Chief Justice Warren:
"Now I think our job here is essentially one for the evaluation of evidence as distinguished from being one of gathering evidence, and I believe at the outset at least we can start with the premise that we can rely upon the reports of the various agencies that have been engaged in investigation of the matter, the FBI, the Secret Service, and others that I may know about at the present time
Gerald Ford:
"The FBI, and I use them as an example, undertook a very extensive investigation. I don't recall how many agents, but they had a massive operation to investigate everything. The commission with this group of lawyers and some additional staff people, then drew upon this information which was available, and we, if my memory serves me accurately, insisted that the FBI give us everything they had. Now that is a comprehensive order from the Commission to the Director and to the FBI. I assume and I think the Commission assumed that that order was so broad that if they had anything it was their obligation to submit it. Now if they didn't, that is a failure on the part of the agencies, not on the part of the Commission."
Good. So, all I have to do to become a CTer is to believe that the FBI, the Secret Service and other various agencies were in it together as part of a conspiracy. Once I can make myself believe in Large-Secret-Enduring Conspiracies I am over the hurdle.
Richard Schweiker, Senator and former Church Committee member:
"I think the [Warren] report, to those who have studied it closely, has collapsed like a house of cards.....the fatal mistake the Warren Commission made was not to use its own investigators, but instead to rely on the CIA and FBI personnel, which played directly into the hands of senior intelligence officials who directed the cover-up."
- speaking on Face the Nation on 27 Jun 1976. Schweiker was with Gary Hart the co-chairman of the JFK subcommittee.

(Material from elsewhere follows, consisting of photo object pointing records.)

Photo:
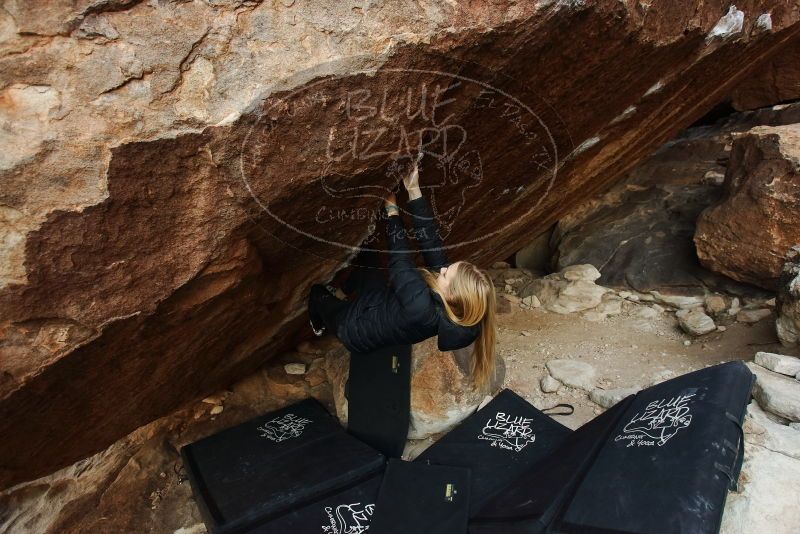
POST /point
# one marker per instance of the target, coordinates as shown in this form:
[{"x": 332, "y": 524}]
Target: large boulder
[
  {"x": 776, "y": 81},
  {"x": 640, "y": 232},
  {"x": 442, "y": 393},
  {"x": 747, "y": 234},
  {"x": 177, "y": 174},
  {"x": 570, "y": 290}
]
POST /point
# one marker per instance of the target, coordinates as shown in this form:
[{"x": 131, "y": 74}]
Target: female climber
[{"x": 457, "y": 305}]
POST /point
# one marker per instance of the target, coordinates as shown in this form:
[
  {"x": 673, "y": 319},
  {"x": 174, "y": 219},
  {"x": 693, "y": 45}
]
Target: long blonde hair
[{"x": 471, "y": 300}]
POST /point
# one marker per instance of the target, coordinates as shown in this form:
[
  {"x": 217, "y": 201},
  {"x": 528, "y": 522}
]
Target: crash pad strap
[{"x": 569, "y": 407}]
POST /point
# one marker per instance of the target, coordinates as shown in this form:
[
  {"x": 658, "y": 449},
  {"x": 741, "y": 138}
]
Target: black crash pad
[
  {"x": 348, "y": 511},
  {"x": 379, "y": 398},
  {"x": 498, "y": 443},
  {"x": 422, "y": 499},
  {"x": 250, "y": 474},
  {"x": 660, "y": 461}
]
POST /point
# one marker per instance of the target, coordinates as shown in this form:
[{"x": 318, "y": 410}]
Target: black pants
[{"x": 367, "y": 274}]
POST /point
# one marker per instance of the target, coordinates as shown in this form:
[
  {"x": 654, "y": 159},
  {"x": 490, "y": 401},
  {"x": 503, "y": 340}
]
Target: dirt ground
[
  {"x": 625, "y": 350},
  {"x": 134, "y": 485}
]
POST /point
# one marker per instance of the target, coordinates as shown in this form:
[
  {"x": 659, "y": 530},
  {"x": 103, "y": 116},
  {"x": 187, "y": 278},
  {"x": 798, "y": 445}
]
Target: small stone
[
  {"x": 695, "y": 321},
  {"x": 548, "y": 384},
  {"x": 609, "y": 397},
  {"x": 735, "y": 307},
  {"x": 776, "y": 393},
  {"x": 217, "y": 398},
  {"x": 715, "y": 304},
  {"x": 307, "y": 348},
  {"x": 753, "y": 316},
  {"x": 295, "y": 368},
  {"x": 486, "y": 400},
  {"x": 531, "y": 301},
  {"x": 586, "y": 272},
  {"x": 713, "y": 178},
  {"x": 779, "y": 363},
  {"x": 573, "y": 373},
  {"x": 646, "y": 312},
  {"x": 661, "y": 376},
  {"x": 677, "y": 301}
]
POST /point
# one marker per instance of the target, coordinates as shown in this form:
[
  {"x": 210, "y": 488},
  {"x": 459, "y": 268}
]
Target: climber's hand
[{"x": 411, "y": 182}]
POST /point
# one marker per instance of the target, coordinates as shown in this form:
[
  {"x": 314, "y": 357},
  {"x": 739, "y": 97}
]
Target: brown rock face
[
  {"x": 178, "y": 174},
  {"x": 787, "y": 326},
  {"x": 747, "y": 234},
  {"x": 778, "y": 80}
]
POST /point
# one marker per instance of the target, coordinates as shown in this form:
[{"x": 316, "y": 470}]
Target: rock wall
[
  {"x": 776, "y": 81},
  {"x": 641, "y": 232},
  {"x": 747, "y": 234},
  {"x": 176, "y": 174}
]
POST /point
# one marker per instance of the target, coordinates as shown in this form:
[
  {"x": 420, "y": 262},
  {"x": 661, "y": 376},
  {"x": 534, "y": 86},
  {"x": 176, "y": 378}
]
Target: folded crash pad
[
  {"x": 422, "y": 499},
  {"x": 259, "y": 470},
  {"x": 379, "y": 398},
  {"x": 348, "y": 511},
  {"x": 497, "y": 443},
  {"x": 660, "y": 461}
]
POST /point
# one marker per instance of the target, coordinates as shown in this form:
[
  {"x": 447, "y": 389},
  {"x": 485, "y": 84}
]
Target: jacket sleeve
[
  {"x": 408, "y": 284},
  {"x": 427, "y": 233}
]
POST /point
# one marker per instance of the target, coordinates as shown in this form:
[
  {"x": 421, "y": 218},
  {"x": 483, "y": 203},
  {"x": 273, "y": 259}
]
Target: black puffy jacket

This is patent nonsense because if the Warren Commission had used its own investigators,
in whatever numbers, Schweiker would have just concluded that they were part of the conspiracy.
Indeed, wouldn?t it be easier to run a cover-up with people you appoint yourself than to have to use already existing FBI agents, Secret Service agents and other government employees who might or might not want to go along with a large conspiracy?
So, in what way did Schweiker think having the Warren Commission select its own investigators would be superior to using FBI agents? I don?t follow his logic.